Once you address this question, you may find a partner of yours acknowledges they do not have a plan in place. It may be too costly for them to undertake, or it may be unimportant to their business objectives.
Depending on your operational risk appetite, your company will need to weigh the pros and cons of continuing to work with this partner or vendor.
If a partner or vendor is high risk with a high contribution to your network or systems, replacing this vendor may be the smartest option for security purposes.
Putting a DR plan in place is a collaborative effort from the top down to paint a picture of these possible scenarios and possible outcomes.
While the process can be incredibly painstaking for leadership and employees—making it an easy target for resistance from CEO and COO to directors and management—it is a necessary function of a well-protected and fortified company.
Awareness of disaster recovery is becoming more widespread and growing at such a rapid rate, some support service providers are beginning to offer Disaster Recovery as a Service (DRaaS).
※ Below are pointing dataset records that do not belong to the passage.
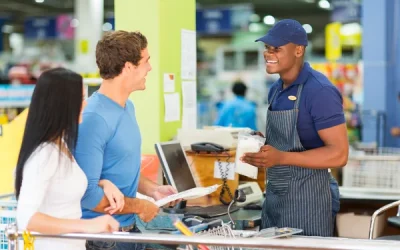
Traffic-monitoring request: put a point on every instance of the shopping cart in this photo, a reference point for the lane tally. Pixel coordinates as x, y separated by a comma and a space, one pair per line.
7, 215
373, 171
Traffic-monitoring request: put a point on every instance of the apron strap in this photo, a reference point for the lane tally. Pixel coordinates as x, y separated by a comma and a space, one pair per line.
296, 108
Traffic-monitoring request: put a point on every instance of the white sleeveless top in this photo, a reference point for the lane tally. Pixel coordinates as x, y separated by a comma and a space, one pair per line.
53, 185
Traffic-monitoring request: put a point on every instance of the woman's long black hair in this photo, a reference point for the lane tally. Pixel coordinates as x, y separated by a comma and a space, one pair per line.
53, 115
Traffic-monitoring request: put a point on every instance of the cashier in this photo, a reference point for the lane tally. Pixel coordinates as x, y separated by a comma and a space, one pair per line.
306, 136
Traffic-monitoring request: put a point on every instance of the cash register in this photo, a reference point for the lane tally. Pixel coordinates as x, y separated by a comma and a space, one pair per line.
179, 175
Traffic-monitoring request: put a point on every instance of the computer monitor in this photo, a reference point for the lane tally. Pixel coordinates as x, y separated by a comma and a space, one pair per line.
175, 165
178, 174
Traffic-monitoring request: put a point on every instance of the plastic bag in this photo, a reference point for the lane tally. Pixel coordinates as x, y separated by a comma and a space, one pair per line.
247, 143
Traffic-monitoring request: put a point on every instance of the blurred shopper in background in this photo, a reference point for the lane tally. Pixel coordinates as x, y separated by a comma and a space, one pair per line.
239, 112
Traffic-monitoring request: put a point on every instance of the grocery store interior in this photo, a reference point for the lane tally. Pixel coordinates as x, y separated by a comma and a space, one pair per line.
199, 49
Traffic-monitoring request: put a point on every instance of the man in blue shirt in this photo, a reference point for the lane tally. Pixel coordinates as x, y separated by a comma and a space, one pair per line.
238, 113
109, 141
306, 135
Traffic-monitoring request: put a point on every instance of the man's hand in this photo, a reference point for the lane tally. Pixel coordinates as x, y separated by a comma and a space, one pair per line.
266, 158
164, 191
147, 210
114, 195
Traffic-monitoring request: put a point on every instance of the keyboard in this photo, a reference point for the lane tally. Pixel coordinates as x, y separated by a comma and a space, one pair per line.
209, 212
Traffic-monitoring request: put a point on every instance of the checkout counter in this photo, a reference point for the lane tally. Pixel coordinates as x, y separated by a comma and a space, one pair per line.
247, 219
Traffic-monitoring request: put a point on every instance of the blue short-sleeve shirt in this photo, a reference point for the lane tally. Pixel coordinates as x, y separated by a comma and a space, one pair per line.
320, 106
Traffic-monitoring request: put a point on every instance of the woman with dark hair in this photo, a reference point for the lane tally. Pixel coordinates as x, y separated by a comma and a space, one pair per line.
49, 183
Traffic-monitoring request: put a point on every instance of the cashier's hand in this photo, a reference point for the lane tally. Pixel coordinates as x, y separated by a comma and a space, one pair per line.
164, 191
267, 157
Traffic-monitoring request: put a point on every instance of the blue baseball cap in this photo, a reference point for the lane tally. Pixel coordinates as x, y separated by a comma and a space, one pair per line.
285, 31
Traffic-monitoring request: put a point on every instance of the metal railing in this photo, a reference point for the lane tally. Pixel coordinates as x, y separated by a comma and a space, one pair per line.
4, 196
291, 243
378, 212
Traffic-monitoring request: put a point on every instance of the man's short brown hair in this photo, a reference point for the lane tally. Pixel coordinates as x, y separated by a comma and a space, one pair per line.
115, 49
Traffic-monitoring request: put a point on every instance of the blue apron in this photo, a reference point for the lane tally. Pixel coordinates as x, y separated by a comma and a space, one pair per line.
295, 196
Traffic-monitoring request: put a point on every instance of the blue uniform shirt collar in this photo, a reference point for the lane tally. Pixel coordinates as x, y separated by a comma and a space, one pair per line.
301, 78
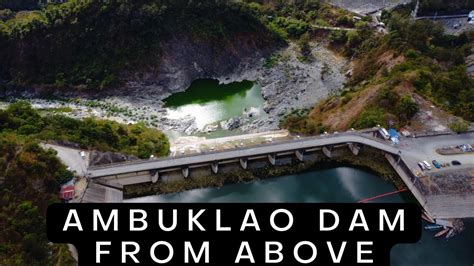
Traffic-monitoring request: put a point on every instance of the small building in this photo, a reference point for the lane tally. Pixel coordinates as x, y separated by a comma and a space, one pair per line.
394, 136
383, 132
67, 192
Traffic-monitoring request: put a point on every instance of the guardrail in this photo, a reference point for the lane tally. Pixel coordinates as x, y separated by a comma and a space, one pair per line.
301, 139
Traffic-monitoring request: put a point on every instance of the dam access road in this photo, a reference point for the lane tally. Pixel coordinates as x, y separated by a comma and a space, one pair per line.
447, 192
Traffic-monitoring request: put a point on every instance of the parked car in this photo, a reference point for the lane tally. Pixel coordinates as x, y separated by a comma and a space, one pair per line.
470, 17
422, 166
455, 162
436, 164
427, 165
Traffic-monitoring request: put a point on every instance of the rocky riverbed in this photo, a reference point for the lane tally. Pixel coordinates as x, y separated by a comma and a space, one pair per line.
287, 83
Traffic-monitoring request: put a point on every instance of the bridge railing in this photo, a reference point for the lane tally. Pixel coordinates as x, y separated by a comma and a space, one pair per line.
361, 133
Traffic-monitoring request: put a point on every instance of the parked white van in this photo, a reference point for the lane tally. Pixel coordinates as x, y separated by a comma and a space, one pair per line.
427, 165
470, 17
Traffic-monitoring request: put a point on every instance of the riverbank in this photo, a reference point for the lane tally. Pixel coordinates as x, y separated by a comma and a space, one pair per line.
368, 159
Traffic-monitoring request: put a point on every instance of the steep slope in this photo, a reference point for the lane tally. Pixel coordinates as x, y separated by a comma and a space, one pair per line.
89, 44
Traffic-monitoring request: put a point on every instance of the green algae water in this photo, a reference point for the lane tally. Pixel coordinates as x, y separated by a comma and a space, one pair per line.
210, 102
342, 184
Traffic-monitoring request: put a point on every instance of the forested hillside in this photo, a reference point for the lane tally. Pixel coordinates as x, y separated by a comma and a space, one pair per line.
445, 7
30, 177
414, 59
89, 43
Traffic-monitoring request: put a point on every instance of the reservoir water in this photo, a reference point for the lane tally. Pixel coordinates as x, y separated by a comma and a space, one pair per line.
211, 103
342, 184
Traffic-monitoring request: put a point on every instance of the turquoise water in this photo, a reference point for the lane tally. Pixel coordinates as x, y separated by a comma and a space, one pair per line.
342, 184
210, 102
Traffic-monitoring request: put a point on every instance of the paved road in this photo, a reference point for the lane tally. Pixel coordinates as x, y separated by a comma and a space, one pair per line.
332, 28
71, 158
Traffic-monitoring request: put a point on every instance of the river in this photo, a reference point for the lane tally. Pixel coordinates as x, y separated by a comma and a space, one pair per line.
211, 103
342, 184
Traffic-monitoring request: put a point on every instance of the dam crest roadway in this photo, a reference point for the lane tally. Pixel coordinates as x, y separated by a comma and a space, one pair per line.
443, 203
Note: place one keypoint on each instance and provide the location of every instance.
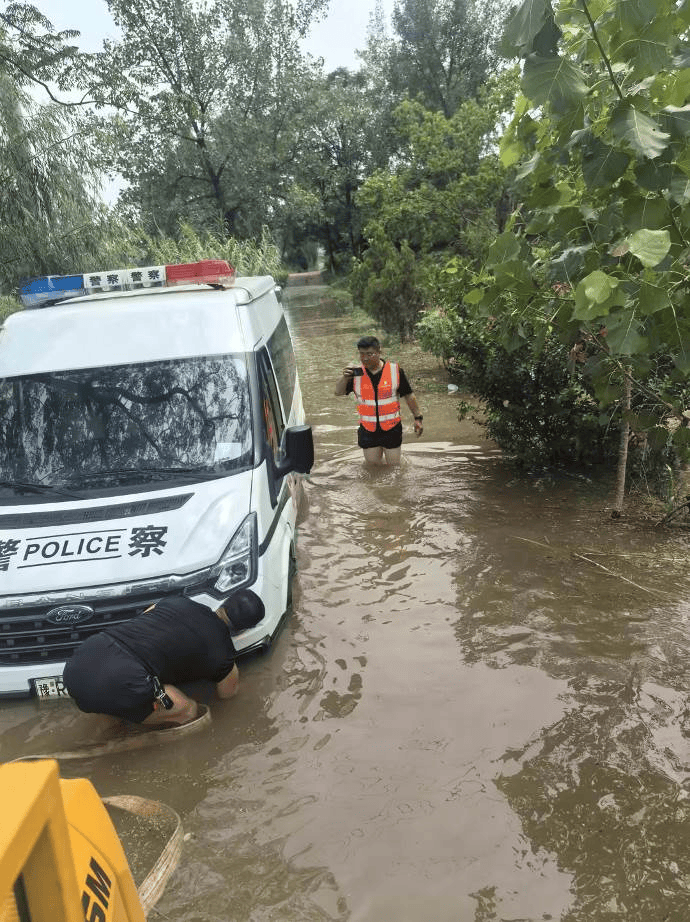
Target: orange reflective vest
(387, 407)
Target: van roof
(130, 327)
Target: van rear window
(283, 358)
(126, 424)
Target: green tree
(441, 51)
(48, 172)
(437, 210)
(339, 134)
(598, 252)
(206, 95)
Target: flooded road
(474, 712)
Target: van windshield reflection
(127, 424)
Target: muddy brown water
(462, 720)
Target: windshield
(128, 424)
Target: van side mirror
(299, 451)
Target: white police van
(153, 441)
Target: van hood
(178, 531)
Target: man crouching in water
(130, 670)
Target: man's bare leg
(373, 455)
(228, 686)
(183, 710)
(392, 455)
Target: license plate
(49, 687)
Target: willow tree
(205, 96)
(48, 212)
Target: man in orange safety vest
(378, 386)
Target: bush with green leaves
(537, 411)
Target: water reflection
(475, 712)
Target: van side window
(271, 413)
(283, 357)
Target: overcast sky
(335, 39)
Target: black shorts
(381, 438)
(105, 678)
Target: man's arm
(342, 382)
(411, 401)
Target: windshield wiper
(22, 486)
(152, 471)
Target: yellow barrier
(60, 857)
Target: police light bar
(51, 289)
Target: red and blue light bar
(51, 289)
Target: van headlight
(237, 566)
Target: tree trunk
(619, 495)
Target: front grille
(27, 638)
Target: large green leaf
(652, 298)
(653, 176)
(514, 275)
(642, 211)
(647, 53)
(553, 80)
(595, 295)
(650, 246)
(677, 120)
(523, 28)
(505, 247)
(638, 130)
By laying out every impact point with a thorough failsafe system, consisting of human and digital components, your company can weather a disaster and maintain a semblance of order under dire circumstances.
CCI Systems knows good disaster recovery planning. During the COVID-19 pandemic, CCI was able to move employees remote in less than 7 days.
Every single software we use is cloud-based, and every employee has a laptop with VPN connectivity. CCI even stores pallets of backup laptops to deploy for emergency use.
When your company offers services to clients and customers, or if your company hires an outsourced provider, it is important to know the details of a well-structured DR plan.